Descriptive vs. Inferential Statistics

Descriptive Statistics
- What it studies: Things like average, minimum, maximum, variance, and standard deviation
- Purpose: To summarize and describe the data you already have
Inferential Statistics
- What it studies: Hypothesis testing, confidence intervals, regression
- Purpose: To make guesses or predictions about a bigger group (population) using a smaller group (sample)
Measures of Central Tendency: Mean, Median, Mode


On the left side of the image, we see the monthly income of six people. The average (mean) income is $6,250. Based on this, someone might decide it’s a good area to open a luxury store.
But on the right side, one more person is added; Elon Musk, who earns $10 million a month. This makes the new average income jump to $1.43 million.
That number doesn’t reflect the real income of most people in the area. Musk’s high income is an outlier, and outliers can pull the average way up or down. So using just the average (mean) isn’t always a good way to understand a group, especially when there's one value much higher or lower than the rest.
So when dealing with missing values, we first try to take care of these outliers before imputation.
Range, IQR
IQR looks at the difference(Range) between q3 and q1. This makes it robust against outliers are it considered the middle values. This shows the data spread and anything greater than or less than the upper and lower bonds are considered outliers.

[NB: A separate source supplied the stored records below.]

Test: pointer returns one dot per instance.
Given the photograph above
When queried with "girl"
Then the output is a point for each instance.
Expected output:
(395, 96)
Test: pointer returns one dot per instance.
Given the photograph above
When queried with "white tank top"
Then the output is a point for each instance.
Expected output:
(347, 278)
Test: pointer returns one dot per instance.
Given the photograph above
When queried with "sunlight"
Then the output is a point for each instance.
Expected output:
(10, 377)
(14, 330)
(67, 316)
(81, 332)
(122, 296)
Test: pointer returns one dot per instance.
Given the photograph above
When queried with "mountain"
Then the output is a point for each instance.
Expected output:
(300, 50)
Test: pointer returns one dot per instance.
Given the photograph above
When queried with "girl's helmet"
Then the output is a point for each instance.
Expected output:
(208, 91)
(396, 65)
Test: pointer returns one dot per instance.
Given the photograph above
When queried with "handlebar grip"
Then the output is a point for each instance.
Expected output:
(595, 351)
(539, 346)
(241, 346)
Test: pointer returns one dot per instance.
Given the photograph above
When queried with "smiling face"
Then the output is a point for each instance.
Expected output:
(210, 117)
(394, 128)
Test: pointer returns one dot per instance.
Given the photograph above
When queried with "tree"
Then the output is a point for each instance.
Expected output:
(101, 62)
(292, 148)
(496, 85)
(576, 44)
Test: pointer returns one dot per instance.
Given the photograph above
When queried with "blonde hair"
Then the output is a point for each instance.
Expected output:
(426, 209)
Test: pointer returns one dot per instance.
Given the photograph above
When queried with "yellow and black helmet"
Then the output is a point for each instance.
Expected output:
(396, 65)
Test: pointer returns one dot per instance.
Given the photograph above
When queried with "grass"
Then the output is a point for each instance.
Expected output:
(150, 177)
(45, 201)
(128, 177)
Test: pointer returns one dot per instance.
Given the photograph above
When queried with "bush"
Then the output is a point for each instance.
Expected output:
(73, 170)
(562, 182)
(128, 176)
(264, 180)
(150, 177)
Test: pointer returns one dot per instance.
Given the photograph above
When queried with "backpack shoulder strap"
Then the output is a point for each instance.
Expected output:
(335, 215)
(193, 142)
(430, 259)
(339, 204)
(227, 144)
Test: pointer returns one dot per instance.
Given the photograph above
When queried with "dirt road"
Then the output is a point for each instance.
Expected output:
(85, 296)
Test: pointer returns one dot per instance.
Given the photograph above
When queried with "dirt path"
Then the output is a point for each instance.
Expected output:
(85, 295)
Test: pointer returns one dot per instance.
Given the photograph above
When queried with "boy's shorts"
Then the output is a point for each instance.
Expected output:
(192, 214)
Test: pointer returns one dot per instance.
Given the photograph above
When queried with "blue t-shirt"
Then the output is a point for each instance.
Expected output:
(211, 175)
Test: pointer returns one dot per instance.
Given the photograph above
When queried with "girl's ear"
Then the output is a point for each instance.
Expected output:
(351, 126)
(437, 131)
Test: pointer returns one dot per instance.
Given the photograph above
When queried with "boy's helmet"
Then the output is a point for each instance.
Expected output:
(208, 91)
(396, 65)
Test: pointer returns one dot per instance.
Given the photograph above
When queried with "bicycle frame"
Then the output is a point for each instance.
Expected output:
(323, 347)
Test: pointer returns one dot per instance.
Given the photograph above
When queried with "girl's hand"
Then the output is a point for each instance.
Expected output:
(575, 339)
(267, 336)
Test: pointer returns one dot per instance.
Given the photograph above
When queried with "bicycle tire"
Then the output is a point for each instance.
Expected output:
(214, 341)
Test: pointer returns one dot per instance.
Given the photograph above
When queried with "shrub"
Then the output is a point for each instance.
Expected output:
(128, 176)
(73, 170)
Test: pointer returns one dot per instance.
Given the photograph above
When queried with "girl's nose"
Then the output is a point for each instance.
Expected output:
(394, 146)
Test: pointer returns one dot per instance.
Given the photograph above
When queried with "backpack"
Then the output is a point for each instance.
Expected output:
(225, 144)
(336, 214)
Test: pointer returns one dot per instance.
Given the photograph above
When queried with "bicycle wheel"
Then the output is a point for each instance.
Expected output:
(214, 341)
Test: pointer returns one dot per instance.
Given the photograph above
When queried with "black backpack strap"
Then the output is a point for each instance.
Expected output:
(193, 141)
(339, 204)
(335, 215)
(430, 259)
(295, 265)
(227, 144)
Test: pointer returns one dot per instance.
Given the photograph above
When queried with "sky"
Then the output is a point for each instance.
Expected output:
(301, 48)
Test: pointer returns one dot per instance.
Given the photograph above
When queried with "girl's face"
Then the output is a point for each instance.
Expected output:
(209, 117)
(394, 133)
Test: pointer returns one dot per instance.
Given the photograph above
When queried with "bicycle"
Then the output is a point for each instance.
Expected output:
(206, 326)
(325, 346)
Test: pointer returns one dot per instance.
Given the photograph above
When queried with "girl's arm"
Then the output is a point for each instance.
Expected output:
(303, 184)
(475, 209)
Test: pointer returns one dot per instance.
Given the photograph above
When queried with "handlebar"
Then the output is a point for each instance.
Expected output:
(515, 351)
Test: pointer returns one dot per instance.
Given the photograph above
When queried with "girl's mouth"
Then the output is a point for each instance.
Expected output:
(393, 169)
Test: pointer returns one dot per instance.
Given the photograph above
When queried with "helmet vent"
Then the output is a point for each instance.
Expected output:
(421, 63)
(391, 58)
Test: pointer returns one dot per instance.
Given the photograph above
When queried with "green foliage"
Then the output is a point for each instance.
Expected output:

Measures of Dispersion: Variance and Standard Deviation
Both variance and standard deviation (SD) tell us how spread out the numbers are in a data set like daily stock prices.
- Variance shows how much the numbers differ from the average (mean).
- Standard deviation is just the square root of the variance. It tells us the same thing, but in the same unit as the data (like dollars).
Example: Tesla vs Coca-Cola
Tesla (High Variance and SD)
Tesla’s stock might go from:
- $680 → $700 → $630 → $710 → $650
These prices jump up and down a lot, even if the average is around $674. This means:
- High variance
- High standard deviation
Investors call Tesla a volatile or risky stock because it changes value a lot.
Coca-Cola (Low Variance and SD)
Coca-Cola’s stock might go:
- $60 → $61 → $59 → $60 → $61
These prices are very close to each other and to the average (about $60). This means:
- Low variance
- Low standard deviation
Coca-Cola is seen as a stable stock with low risk.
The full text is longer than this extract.